By 2040, AI will be a zillion times more powerful than it is now following Moore’s Law. Moore’s Law addresses a doubling up of computer processing capability every two years. Moore makes this observation noticing that the number of transistors on an integrated circuit doubles about every two years. The law is credited to Gordon Moore, the former CEO and co-founder of Intel Corporation.

While the ability to scale a single chip may be constrained by materials science, the explosion of AI has increased the pace of innovation to maintain this exponential growth. The new Nvidia AI chip, the H200, will roll out next year with Amazon Web Services, Google Cloud, Microsoft Azure, CoreWeave, Lambda, Vultr, and Oracle Cloud.

The H200 delivers greater high-bandwidth memory. This parameter of the design defines how much data the H200 can process quickly. The H200 has 141-gigabytes of high-bandwidth memory. The supplier of the memory on the H200 remains undisclosed.

In the coming months, AI will create new supply chains, deliver new drug discoveries, change conflict and combat, and accelerate progress in farming and climate mitigation. It is already the case that African glaciers distributed along the equator in Uganda, Kenya, Tanzania, and the Democratic Republic of Congo are under threat from the climate emergency. The disappearance of these African glaciers will result in the critical loss of access to drinking water. The Kilimanjaro threat is also associated with deforestation.

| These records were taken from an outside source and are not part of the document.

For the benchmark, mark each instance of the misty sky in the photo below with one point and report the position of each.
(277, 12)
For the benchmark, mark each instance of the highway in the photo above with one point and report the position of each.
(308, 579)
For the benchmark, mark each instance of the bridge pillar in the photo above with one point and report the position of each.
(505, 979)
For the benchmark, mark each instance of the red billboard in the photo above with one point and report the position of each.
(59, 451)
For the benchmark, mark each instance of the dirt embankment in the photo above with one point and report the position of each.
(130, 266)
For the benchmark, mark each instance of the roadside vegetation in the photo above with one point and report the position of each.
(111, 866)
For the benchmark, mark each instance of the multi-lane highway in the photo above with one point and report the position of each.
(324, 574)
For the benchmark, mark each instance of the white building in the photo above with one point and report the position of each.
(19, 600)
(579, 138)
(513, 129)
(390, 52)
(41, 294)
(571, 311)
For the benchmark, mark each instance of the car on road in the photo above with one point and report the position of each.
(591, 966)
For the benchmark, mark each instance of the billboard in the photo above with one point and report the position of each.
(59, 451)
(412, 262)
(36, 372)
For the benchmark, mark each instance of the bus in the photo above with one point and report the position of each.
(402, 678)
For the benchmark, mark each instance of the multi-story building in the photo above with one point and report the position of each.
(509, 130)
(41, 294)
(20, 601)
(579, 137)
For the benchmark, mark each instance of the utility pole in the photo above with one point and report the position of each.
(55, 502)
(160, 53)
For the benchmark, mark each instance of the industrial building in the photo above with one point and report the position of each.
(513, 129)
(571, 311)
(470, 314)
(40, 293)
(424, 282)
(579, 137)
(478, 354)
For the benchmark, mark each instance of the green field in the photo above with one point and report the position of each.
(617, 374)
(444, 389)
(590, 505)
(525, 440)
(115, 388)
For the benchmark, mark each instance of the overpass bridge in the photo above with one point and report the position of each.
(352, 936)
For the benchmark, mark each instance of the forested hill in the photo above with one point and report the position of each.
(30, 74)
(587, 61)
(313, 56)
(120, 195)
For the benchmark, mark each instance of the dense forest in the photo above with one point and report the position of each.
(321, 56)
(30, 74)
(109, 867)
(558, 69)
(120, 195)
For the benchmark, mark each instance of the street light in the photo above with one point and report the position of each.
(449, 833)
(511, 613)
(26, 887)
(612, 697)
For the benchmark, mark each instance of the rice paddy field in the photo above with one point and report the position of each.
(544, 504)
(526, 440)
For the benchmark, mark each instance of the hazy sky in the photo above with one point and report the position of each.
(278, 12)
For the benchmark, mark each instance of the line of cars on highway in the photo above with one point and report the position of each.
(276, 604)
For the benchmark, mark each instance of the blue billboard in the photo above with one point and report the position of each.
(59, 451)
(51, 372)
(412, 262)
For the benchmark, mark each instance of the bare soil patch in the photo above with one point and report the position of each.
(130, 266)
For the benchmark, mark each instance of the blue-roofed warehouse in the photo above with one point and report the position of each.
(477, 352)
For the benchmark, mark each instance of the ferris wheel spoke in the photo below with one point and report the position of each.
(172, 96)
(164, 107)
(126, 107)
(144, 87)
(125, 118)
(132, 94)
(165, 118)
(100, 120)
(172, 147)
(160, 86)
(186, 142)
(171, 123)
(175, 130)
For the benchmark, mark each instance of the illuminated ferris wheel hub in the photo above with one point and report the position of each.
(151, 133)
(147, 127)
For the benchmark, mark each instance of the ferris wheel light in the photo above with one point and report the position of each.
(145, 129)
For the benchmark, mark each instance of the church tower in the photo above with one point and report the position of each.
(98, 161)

The marine heatwave this June increased UK water temperatures by about 3-4C. Along the west coasts of the UK, especially in Cornwall and Wales, warmer waters invited the Portuguese man o’ war, Lion’s mane, barrel and crystal jellyfish into a fresh habitat.

This is a new tropicalisation of oceans and seas. No one can state if this is a longer-term natural trend, or a punctuated equilibrium event, linked to the recent ocean heat wave. Perhaps the unravelling of these changes pivots on data from ocean surveillance that may use non-human forms of logic that AIs bring.

In the Caribbean, German U-boats operating in formations known as “wolfpacks” sunk many freighters and oil tankers, during the period 1941-1945. At 05.32 hours on 19 February 1942, U-161 fired two torpedoes into the harbour of Port of Spain. The torpedoes struck the Mokihana and the British Consul lying at anchor in the port. Both ships sank.

Military history correlates a nation’s political influence with its strategic capabilities and military power through implicit threats to inflict damage on infrastructure. But stability based on a calculus of power is not self-maintaining nor is it motionless. It requires recalibration either through countervailing force or the assimilation of a new reality. When the calculations of relative power become uncertain, the risk of conflict peaks.

In the Age of AI, these recalibrations have reached a new level of abstraction. Cyber weapons that have civilian and military capabilities have blurred the status of many devices. As AI transformative capabilities grow and bloom in the absence of verifiable global restraints, meshworks will strive to achieve superior positions. Moreover, AI’s fundamentals and key advances remain largely in the public domain.

This may account for why old methods of intelligence gathering may encounter puzzling voids and silences. In situations where AI is under human control, we will discover its permeability. Users will adapt underlying algorithms for very different aims. But the most unpredictable and revolutionary effects will occur at the interface of Human Thinking and Artificial Intelligence.

Enemy combatants may use AI to plot or target – or even assist dynamically during an assault. But the interaction will become newly strange as it will entail interpretation of, and communication with, unfamiliar non-human forms of logic.

The paradigm shifts to AI-assisted defence systems and dynamic combat operations will involve a measure of reliance on and delegation to – an intelligence of considerable analytic capability. That battlefield will be operating inside a fundamentally different experiential paradigm.

For now, the risks involved in such situations remain poorly understood. If we are to avoid all errors, then AIs must be under human control if we aspire to guarantee moral agency and accountability.

Should AI be cabined in a free society? Or, should it blossom on its own terms? Or perhaps we may need to partner with it – to govern the future. Truth buried by lies can damage, distort, divide and incite. Freedom is not free. It is the opportunity to accomplish what we value. Capability is the set of vectors that give us the freedom to lead one type of life or another and to choose from possible livings. How then do we plan a new beginning?

The aim of development is thus the expansion and promotion of valuable capabilities, and the freedom to use our reasoned agency to live the life we value. Shortly, we will have “AI twins” of ourselves that function as co-creators of digital content.

But how will humans account for what “AI twins” may write or utter publicly? How will the courts distinguish human from machine expression? What is certain is that our children will not be walking into the past we lived, and the futures we invent will be far from the present.